The stereotype regression model for categorical outcomes, proposed by Anderson (J. Roy. Statist. Soc. B. 1984; 46:1-30) is nested between the baseline-category logits and adjacent category logits model with proportional odds structure. The stereotype model is more parsimonious than the ordinary baseline-category (or multinomial logistic) model due to a product representation of the log-odds-ratios in terms of a common parameter corresponding to each predictor and category-specific scores. The model could be used for both ordered and unordered outcomes. For ordered outcomes, the stereotype model allows more flexibility than the popular proportional odds model in capturing highly subjective ordinal scaling which does not result from categorization of a single latent variable, but are inherently multi-dimensional in nature. As pointed out by Greenland (Statist. Med. 1994; 13:1665-1677), an additional advantage of the stereotype model is that it provides unbiased and valid inference under outcome-stratified sampling as in case-control studies. In addition, for matched case-control studies, the stereotype model is amenable to classical conditional likelihood principle, whereas there is no reduction due to sufficiency under the proportional odds model. In spite of these attractive features, the model has been applied less, as there are issues with maximum likelihood estimation and likelihood-based testing approaches due to non-linearity and lack of identifiability of the parameters. We present comprehensive Bayesian inference and model comparison procedure for this class of models as an alternative to the classical frequentist approach. We illustrate our methodology by analyzing data from The Flint Men's Health Study, a case-control study of prostate cancer in African-American men aged 40-79 years.
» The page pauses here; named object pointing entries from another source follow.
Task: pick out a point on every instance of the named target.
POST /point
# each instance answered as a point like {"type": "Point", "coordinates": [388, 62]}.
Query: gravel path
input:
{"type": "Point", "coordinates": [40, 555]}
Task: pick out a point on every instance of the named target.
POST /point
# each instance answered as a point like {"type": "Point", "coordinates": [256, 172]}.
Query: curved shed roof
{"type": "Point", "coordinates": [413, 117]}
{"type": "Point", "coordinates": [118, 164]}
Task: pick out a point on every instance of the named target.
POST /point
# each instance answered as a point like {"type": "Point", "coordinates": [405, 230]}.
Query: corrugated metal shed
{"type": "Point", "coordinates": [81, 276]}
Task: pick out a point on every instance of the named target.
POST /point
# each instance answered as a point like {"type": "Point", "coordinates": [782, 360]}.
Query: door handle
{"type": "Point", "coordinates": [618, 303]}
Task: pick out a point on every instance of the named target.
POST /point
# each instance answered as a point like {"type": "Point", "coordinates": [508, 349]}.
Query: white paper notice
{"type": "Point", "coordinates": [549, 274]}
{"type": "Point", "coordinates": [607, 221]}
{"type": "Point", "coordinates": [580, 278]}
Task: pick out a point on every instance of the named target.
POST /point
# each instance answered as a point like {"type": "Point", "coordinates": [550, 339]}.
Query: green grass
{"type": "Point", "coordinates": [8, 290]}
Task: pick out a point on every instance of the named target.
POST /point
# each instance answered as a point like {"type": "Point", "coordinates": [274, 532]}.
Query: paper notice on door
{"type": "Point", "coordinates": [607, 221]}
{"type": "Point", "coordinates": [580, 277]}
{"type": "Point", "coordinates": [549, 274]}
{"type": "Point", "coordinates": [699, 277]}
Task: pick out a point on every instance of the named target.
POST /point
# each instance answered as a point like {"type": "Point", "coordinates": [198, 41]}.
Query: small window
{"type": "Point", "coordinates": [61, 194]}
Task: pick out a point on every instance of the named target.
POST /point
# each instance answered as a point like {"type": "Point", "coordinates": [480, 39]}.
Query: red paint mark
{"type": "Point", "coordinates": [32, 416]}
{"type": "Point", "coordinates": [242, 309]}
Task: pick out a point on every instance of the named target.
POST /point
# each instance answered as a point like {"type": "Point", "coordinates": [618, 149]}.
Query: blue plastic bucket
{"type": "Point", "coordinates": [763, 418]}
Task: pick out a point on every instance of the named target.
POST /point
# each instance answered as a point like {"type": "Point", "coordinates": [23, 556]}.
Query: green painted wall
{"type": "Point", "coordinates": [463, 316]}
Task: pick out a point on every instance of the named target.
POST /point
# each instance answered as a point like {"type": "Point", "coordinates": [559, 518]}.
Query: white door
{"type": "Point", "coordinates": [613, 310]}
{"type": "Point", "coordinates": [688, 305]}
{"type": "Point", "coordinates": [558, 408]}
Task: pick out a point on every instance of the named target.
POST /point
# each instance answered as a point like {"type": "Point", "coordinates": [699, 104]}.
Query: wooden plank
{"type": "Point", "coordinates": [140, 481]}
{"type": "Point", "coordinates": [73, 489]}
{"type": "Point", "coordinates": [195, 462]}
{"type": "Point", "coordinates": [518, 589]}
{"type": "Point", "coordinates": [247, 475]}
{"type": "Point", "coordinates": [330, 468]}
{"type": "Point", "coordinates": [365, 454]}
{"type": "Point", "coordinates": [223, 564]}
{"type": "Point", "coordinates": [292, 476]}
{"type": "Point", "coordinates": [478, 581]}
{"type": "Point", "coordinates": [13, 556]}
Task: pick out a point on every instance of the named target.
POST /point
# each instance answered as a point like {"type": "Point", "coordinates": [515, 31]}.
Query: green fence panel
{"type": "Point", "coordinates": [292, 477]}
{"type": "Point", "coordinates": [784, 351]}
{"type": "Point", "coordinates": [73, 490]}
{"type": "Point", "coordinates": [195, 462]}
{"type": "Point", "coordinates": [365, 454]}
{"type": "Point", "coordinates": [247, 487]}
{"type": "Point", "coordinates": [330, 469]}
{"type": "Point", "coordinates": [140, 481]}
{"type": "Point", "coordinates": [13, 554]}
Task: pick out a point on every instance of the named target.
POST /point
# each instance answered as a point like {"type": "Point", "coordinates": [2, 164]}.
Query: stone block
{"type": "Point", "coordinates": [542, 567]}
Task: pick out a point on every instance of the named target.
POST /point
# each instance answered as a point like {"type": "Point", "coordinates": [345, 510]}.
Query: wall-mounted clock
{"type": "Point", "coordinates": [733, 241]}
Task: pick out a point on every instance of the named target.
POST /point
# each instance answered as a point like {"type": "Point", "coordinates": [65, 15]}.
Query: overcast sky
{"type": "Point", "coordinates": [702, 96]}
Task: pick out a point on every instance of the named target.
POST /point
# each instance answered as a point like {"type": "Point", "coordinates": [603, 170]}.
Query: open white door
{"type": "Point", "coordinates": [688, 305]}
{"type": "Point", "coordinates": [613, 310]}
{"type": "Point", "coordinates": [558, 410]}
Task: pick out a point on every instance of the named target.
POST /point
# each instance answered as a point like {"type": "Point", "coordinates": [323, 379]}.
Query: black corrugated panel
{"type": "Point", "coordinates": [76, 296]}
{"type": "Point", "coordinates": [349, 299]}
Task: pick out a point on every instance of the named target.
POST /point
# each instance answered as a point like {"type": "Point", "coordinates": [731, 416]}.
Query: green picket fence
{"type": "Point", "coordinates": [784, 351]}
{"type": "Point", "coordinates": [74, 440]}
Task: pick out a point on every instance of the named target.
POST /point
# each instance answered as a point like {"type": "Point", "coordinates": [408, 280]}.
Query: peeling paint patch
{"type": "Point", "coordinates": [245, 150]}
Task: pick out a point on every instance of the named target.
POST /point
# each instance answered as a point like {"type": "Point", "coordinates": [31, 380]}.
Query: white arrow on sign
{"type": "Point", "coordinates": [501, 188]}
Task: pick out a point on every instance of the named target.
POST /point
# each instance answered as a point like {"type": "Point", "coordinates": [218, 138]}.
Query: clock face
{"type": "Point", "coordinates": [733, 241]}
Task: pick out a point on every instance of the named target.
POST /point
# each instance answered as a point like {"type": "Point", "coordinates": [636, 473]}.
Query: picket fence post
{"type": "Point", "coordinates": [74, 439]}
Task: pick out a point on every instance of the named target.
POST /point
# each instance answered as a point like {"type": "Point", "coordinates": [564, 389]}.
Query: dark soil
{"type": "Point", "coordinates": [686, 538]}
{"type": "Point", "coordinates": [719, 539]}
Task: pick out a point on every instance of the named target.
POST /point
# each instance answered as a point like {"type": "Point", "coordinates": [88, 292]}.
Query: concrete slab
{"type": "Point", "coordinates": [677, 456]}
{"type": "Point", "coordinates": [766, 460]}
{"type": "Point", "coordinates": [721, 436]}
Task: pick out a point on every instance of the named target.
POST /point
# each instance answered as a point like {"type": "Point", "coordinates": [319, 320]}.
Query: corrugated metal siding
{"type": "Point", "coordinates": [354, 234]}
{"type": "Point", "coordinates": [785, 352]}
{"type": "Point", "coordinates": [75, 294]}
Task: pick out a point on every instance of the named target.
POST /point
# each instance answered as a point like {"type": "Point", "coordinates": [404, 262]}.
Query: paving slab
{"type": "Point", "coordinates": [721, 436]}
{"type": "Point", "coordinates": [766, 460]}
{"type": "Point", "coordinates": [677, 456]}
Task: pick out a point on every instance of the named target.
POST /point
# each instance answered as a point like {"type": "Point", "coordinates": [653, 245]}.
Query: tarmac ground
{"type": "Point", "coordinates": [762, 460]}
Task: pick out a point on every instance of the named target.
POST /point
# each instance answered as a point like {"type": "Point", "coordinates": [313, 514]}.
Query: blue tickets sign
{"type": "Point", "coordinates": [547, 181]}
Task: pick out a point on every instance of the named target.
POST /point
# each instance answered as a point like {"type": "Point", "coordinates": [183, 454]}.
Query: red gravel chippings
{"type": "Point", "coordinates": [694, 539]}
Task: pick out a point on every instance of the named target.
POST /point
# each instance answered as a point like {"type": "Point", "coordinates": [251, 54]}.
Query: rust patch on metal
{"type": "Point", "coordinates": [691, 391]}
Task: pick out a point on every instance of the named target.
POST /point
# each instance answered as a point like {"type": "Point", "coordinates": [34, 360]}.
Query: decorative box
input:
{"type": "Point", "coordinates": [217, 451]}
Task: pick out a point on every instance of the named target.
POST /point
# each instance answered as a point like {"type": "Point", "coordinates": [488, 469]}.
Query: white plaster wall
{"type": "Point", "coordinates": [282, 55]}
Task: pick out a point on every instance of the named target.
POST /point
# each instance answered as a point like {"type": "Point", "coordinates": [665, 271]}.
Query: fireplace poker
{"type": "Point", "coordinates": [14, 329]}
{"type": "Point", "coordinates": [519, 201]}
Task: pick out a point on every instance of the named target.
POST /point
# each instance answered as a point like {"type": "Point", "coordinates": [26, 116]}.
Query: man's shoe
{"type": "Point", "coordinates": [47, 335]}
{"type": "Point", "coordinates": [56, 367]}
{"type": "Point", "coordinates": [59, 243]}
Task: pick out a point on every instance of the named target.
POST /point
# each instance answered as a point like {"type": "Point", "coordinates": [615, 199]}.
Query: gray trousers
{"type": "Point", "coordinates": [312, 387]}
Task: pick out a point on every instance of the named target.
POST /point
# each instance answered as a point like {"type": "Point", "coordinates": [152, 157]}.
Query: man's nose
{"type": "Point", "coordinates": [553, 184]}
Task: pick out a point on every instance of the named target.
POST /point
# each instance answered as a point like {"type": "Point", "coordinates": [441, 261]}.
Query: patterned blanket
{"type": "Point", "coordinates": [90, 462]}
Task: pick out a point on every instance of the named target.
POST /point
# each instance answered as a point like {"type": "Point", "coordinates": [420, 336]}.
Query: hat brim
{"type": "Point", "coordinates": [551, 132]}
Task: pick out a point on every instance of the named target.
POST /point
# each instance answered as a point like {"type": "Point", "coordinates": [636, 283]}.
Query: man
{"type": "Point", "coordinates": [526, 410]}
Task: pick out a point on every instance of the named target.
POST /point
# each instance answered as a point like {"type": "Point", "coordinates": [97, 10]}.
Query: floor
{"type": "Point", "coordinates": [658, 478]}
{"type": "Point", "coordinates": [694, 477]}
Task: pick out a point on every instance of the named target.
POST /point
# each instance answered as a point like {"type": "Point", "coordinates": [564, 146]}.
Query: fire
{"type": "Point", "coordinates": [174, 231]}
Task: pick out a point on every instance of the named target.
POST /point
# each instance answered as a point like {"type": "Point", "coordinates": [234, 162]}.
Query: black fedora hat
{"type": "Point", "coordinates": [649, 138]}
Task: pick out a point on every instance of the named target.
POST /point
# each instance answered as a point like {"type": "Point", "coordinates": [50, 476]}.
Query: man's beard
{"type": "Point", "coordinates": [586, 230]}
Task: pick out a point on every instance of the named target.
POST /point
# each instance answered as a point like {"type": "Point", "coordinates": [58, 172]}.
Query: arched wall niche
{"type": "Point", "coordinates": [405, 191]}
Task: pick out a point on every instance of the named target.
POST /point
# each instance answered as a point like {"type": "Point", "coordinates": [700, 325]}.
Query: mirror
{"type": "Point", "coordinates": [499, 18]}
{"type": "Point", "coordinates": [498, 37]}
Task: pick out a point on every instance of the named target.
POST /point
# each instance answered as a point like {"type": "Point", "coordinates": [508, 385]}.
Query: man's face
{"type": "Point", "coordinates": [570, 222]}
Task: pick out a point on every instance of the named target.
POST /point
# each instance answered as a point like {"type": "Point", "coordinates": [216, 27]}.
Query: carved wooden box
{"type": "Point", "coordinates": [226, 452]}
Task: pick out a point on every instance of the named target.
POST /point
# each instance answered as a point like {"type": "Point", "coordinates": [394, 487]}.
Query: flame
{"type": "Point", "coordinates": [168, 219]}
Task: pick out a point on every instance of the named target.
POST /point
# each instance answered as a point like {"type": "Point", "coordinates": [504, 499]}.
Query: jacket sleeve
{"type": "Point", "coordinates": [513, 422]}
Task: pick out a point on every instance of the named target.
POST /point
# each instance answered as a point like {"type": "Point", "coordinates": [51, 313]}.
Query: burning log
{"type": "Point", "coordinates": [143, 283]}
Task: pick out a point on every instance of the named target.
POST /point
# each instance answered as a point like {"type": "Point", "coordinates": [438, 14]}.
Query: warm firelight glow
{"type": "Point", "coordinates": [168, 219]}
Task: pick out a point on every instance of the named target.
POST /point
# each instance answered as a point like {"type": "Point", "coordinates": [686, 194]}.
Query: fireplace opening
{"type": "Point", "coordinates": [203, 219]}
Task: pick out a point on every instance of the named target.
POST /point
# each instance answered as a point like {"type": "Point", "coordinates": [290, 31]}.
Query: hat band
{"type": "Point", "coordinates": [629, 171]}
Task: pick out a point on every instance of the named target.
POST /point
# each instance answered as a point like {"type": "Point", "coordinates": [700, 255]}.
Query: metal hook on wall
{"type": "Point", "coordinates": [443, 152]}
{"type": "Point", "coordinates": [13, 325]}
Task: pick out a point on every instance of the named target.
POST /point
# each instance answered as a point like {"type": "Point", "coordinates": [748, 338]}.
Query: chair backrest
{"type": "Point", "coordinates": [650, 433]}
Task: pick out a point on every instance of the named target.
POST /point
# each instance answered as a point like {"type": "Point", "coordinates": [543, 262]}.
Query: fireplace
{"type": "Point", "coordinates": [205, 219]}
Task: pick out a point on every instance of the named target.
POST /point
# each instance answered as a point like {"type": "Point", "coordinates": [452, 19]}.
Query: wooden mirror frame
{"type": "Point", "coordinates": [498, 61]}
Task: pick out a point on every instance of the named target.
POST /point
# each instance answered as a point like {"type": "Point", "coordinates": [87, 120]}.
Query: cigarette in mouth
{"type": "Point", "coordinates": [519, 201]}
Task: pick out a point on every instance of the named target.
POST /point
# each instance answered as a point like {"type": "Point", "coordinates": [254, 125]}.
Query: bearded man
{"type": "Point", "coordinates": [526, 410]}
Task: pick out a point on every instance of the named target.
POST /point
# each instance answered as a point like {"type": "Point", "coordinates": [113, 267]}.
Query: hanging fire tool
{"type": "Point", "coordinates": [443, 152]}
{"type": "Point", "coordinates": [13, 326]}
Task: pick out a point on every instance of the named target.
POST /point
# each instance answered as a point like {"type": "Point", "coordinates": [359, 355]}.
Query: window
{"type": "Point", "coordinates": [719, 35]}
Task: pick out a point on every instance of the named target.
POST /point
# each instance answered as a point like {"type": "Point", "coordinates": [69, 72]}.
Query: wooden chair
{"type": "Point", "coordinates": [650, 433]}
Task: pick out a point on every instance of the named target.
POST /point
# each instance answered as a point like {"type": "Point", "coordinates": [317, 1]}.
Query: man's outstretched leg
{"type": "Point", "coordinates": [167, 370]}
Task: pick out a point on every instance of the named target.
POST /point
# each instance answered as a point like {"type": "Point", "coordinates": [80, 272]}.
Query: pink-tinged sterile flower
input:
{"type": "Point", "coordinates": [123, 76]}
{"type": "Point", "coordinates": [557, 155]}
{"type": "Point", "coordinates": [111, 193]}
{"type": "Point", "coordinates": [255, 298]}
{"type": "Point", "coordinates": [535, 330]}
We use clinical staging of prostate cancer in terms of Tumors, Nodes and Metastasis as the categorical response of interest.

Figure 1

Posterior density estimates for covariate and category specific parameters of the stereotype model for unmatched FMHS data with numerical summaries as presented in Table 1. The results are based on 10,000 observations generated from the posterior distribution of each parameter. The solid line corresponds to the unordered model, whereas the dashed line corresponds to the ordered model.

Figure 2

Posterior density estimates for covariate and category specific parameters of the stereotype model for 1:3 matched FMHS data with numerical summaries as presented in Table 2. The results are based on 10,000 observations generated from the posterior distribution of each parameter. The solid line corresponds to the unordered model, whereas the dashed line corresponds to the ordered model.